Mordaunt et Groslow s’avancèrent vers la chambre du capitaine. C’était une espèce de cabine provisoire bâtie en planches sur le pont.

L’appartement d’honneur avait été cédé par le capitaine Roggers à ses passagers.

– Et eux, demanda Mordaunt, où sont-ils?

– À l’autre extrémité du bâtiment, répondit Groslow.

– Et ils n’ont rien à faire de ce côté?

– Rien absolument.

– À merveille! Je me tiens caché chez vous. Retournez à Greenwich et ramenez-les. Vous avez une chaloupe?

– Celle dans laquelle nous sommes venus.

– Elle m’a paru légère et bien taillée.

– Une véritable pirogue.

– Amarrez-la à la poupe avec une liasse de chanvre, mettez-y les avirons afin qu’elle suive dans le sillage et qu’il n’y ait que la corde à couper. Munissez-la de rhum et de biscuits. Si par hasard la mer était mauvaise, vos hommes ne seraient pas fâchés de trouver sous leur main de quoi se réconforter.

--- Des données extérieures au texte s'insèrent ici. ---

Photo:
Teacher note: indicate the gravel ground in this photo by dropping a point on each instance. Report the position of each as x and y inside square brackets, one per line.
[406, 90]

– Il sera fait comme vous dites. Voulez-vous visiter la sainte-barbe!

– Non, à votre retour. Je veux placer la mèche moi-même, pour être sûr qu’elle ne fera pas long feu. Surtout cachez bien votre visage, qu’ils ne vous reconnaissent pas.

– Soyez donc tranquille.

– Allez, voilà dix heures qui sonnent à Greenwich.

En effet, les vibrations d’une cloche dix fois répétées traversèrent tristement l’air chargé de gros nuages qui roulaient au ciel pareils à des vagues silencieuses.

Groslow repoussa la porte, que Mordaunt ferma en dedans, et, après avoir donné au matelot de garde l’ordre de veiller avec la plus grande attention, il descendit dans sa barque, qui s’éloigna rapidement, écumant le flot de son double aviron.

Le vent était froid et la jetée déserte lorsque Groslow aborda à Greenwich; plusieurs barques venaient de partir à la marée pleine. Au moment où Groslow prit terre, il entendit comme un galop de chevaux sur le chemin pavé de galets.